In 2004 TSW was retained by the City of Decatur to prepare a master plan for the land adjacent to the Avondale MARTA station. The Columbia Park Station represented an unprecedented opportunity to set the standard for neighborhood-scaled transit-oriented development in the Atlanta region. As the first project following completion of the LCI study, this project was intended to set the character for the transformation of the area from a collection of disconnected industrial uses, into a mixed-use neighborhood.
TSW’s approach built upon the inclusive LCI process to create Master Plan, schematic design, design development and streetscape construction documents that excel in design quality, while reflecting the needs of key users.
The key elements of the community-based project included a rail and bus transit intermodel facility with housing, retail and parking. This was achieved by dividing the site into a series of new urban blocks. Pedestrian-oriented residential uses line these new streets and define the core of the site. Along College Avenue a continuous and cohesive retail core was created to capitalize on traffic and visibility.
By using a community-based process, TSW developed a master plan that integrates a rail and bus inter-modal facility with housing, retail and parking. One of the key elements of this plan is breaking up the existing super-block through the introduction of new, tree-lined streets. New four-to-six story residential buildings line these streets, defining the public realm as a high-quality space and ensuring safety through sidewalk-orientated architecture. Along the existing perimeter streets the plan envisions upgraded streetscapes and a pedestrian-oriented scale, while retail uses are concentrated along College Avenue – the site’s highest visibility face.

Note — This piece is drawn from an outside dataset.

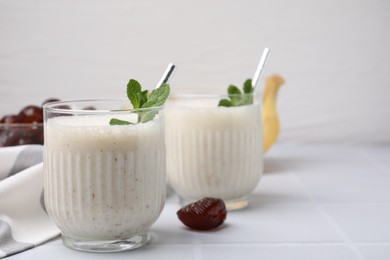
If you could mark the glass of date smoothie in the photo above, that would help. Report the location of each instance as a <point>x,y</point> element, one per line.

For the transit user, the plan significantly improves the riding experience. This is achieved by locating the bus loading area along Sam’s Crossing, closest to the College Avenue retail area. This allows bus patrons to wait in dignity in a vibrant street environment and encourages them to patronize local business. For rail or bus commuters arriving by car or foot, the plan provides a rich street experience prior to accessing the transit facility. Most significantly, the plan places transit patron parking in a discreet, mid-block location so as to minimize the walking distance for no-drivers to access transit. Failure to do this could have significantly compromised the desire to locate active uses closest to transit.